Role of hindbrain melanocortin-4 receptor activity in controlling cardiovascular and metabolic functions in spontaneously hypertensive rats

Abstract

Although we previously demonstrated that activation of central nervous system (CNS) melanocortin3/4 receptors (MC3/4R) play a key role in blood pressure (BP) regulation, especially in spontaneously hypertensive rats (SHRs), the importance of hindbrain MC4R is still unclear. In the present study, we examined the cardiovascular and metabolic effects of chronic inhibition of MC3/4R in the hindbrain of SHRs and normotensive Wistar-Kyoto (WKY) rats. Male WKY rats (n = 6) and SHRs (n = 7) were implanted with telemetry probes to measure BP and heart rate (HR) 24 h/day, and an intracerebroventricular cannula was placed into the fourth ventricle. After 10 days of recovery and 5 days of control measurements, the MC3/4R antagonist (SHU-9119) was infused into the fourth ventricle (1 nmol/h) to antagonize hindbrain MC4R for 10 days, followed by a 5-day recovery period. Chronic hindbrain MC3/4R antagonism significantly increased food intake and body weight in WKY rats (17 ± 1 to 35 ± 2 g/day and 280 ± 8 to 353 ± 8 g) and SHRs (19 ± 2 to 35 ± 2 g/day and 323 ± 7 to 371 ± 11 g), and markedly increased fasting insulin and leptin levels while causing no changes in blood glucose levels (99 ± 4 to 87 ± 4 and 89 ± 5 to 89 ± 4 mg/dl, respectively, for WKY rats and SHRs).

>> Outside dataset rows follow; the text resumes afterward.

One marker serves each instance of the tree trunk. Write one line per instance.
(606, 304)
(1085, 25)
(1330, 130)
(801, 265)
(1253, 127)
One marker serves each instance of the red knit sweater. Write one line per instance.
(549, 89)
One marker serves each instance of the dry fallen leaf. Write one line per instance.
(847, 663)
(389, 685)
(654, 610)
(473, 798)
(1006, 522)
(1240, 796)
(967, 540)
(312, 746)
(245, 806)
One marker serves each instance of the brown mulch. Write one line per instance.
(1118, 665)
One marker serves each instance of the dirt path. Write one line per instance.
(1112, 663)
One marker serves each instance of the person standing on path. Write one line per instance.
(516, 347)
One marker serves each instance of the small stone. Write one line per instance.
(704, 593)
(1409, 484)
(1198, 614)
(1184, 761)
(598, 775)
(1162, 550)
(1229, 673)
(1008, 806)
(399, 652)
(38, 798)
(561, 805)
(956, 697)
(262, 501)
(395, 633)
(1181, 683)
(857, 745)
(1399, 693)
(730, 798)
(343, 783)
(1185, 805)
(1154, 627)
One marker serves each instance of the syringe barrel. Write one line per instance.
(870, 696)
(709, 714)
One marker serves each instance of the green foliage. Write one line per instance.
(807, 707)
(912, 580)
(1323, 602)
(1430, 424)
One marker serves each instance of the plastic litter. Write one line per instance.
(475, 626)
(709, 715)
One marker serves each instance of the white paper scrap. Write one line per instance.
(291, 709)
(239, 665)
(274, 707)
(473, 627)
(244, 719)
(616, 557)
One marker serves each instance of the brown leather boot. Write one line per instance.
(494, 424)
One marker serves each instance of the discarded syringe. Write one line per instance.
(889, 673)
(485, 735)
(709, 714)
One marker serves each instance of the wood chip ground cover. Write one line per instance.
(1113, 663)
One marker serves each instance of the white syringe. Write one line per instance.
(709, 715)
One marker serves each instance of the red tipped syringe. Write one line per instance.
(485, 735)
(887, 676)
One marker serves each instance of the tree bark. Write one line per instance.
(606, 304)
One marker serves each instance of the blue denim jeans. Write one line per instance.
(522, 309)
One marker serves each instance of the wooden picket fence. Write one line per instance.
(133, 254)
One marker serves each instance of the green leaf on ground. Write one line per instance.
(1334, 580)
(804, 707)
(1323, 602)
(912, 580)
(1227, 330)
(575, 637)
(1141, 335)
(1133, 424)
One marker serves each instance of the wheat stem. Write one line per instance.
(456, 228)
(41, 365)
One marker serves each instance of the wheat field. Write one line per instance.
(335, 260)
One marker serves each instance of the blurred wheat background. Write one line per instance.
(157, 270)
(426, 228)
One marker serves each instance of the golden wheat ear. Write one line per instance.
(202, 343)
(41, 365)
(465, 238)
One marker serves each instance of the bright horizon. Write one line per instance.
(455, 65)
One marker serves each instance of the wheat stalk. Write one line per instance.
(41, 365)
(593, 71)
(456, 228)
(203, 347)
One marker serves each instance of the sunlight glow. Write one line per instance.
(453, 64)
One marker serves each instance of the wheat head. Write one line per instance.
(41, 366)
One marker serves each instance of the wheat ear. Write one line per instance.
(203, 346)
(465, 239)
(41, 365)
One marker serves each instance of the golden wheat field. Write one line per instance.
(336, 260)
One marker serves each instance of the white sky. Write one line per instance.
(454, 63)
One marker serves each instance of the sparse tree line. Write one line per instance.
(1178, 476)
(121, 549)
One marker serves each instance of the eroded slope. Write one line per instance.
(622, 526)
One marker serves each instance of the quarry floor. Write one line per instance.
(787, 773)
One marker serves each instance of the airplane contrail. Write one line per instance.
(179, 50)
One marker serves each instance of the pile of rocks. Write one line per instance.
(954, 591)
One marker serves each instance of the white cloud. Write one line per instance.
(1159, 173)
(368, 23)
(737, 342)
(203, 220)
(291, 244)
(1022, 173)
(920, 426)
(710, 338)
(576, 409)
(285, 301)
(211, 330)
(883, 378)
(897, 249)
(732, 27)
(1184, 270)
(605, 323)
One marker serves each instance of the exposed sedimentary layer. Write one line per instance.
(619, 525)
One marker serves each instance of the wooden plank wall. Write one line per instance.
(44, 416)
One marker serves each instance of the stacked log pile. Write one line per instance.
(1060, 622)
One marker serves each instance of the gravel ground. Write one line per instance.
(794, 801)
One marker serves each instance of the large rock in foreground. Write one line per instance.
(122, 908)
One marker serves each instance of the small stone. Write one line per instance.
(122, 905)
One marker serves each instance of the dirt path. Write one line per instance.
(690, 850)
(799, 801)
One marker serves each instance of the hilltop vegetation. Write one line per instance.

Chronic SHU-9119 infusion reduced mean arterial pressure and HR similarly in WKY rats (-8 ± 1 mmHg and -47 ± 3 b.p.m.) and SHRs (-11 ± 3 mmHg and -44 ± 3 b.p.m.). These results suggest that although hindbrain MC4R activity contributes to appetite and HR regulation, it does not play a major role in mediating the elevated BP in SHRs.